Employees of the American Library Association have announced plans to form the ALA Workers United (ALAWU), working with the American Federation of State, County, and Municipal Employees (AFSCME) Council 31 in Illinois.
When ALA staff arrived for work at the association’s main Chicago headquarters on March 2, they were greeted by fellow workers who shared an open letter urging support for the ALAWU and handed out buttons with the union logo.
“Colleagues on the ALAWU organizing committee were outside of the building at 7:00, as their coworkers started coming in,” AFSCME Council 31 director of public affairs Anders Lindall told PW. “At the same time, the union organizing committee sent an email to all employees, so that they got word first. At noon, we went to the news media and onto all of the social platforms, to share the good news publicly at midday.”
Council 31 represents approximately 3,000 Illinois library workers in Chicago and its suburbs, major Illinois cities, and state universities. Nationwide, AFSCME represents more than 35,000 library workers.
The open letter, signed by 40 ALA workers, states that “recent multi-round layoffs, increased workloads, benefit reductions, financial crises, ingrained salary disparities, and lack of transparent decision-making have motivated us to come together in our union.” Their list of concerns refers to the streamlining goals in the ALA strategic plan released last summer and the association’s acknowledgement of workforce reductions in October 2025. Some 30 employees left the association last year, through buyouts and layoffs.
“Despite these many challenges, we still believe ALA is an inspiring place to work and we want to see it succeed,” the organizers wrote in their letter. They emphasized that they seek “a sustainable future” for the association, which will celebrate 150 years at its annual June convention.
ALA executive director Dan Montgomery, who came to ALA in November 2025 after serving five consecutive terms as president of the Illinois Federation of Teachers union, responded in a statement that "ALA’s mission has always been rooted in the belief that people deserve a voice in their communities, in their institutions, and in the decisions that affect their lives. That belief extends to our own workplace. We respect our employees' legal right to organize and will engage in this process thoughtfully and in good faith."
Montgomery wrote that "our shared focus continues to be advancing the ALA’s mission of supporting libraries, defending intellectual freedom, and serving our members, while ensuring long-term organizational stability."
Next Steps for ALAWU
Librarian and archivist Colleen Barbus, a 20-year ALA employee, spoke with PW on behalf of the nascent ALA Workers United. “ALA staff started conversations with Council 31 last year, and it's been ongoing since then,” Barbus said.
“We very much believe in the mission of this organization and the potential that it has moving forward,” she continued. “But we want to make sure that all employees are protected as part of that mission and that new strategic plan.”
Barbus spoke about the difficulty of losing colleagues to workforce reduction, “not just your day-to-day interactions with them, your friendship with them, but also their institutional knowledge, their connections with our membership.” Workers began to fear they were devoting themselves to ALA’s mission “at the cost of our own day-to-day existence,” she said.
She also noted that “we have 100 members that are eligible for our bargaining unit,” and a supermajority of signatures is required to move forward to ensure ALAWU support.

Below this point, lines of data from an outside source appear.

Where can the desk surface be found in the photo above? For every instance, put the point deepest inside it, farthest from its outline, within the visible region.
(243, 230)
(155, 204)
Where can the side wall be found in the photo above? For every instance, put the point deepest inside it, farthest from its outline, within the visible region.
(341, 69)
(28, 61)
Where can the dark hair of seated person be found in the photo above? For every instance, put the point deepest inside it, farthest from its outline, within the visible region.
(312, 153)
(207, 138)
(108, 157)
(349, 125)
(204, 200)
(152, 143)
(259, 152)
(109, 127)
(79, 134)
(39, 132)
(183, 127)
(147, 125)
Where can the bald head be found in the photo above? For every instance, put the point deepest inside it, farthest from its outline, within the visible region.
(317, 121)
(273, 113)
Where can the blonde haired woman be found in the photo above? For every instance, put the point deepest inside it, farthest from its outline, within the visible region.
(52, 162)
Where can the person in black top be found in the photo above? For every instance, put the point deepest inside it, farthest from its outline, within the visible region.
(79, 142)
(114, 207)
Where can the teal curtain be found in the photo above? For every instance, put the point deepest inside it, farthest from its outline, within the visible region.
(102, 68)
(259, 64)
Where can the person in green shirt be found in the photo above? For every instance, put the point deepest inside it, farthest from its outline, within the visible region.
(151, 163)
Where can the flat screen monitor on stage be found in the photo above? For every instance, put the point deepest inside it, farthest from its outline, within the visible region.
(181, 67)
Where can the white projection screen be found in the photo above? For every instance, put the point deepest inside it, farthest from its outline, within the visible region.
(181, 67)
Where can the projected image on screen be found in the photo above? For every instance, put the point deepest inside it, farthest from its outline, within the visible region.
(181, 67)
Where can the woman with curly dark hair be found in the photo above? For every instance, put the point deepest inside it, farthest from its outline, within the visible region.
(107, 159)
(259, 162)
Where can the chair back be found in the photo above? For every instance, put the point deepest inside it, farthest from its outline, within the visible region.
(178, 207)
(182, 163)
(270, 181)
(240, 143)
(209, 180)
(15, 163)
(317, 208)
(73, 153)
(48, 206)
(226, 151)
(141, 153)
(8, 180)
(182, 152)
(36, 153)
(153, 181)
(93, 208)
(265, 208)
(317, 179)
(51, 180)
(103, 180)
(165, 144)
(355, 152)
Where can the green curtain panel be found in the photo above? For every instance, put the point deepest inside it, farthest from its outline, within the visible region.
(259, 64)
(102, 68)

Once eligible members sign union cards, the organizing committee can ask ALA leadership for voluntary recognition of the union, which the National Labor Relations Board would certify before a collective bargaining committee could form.
“We would hope for that process to take probably a matter of weeks, not months,” AFSCME’s Lindall said.
The union effort is a “milestone” in ALA’s 150 years, according to Barbus. “Not to sound too grandiose, but this has never happened before in the history of the organization,” she exclaimed. “This has been months of planning amongst ourselves, and we’re excited to spread the word to our colleagues.”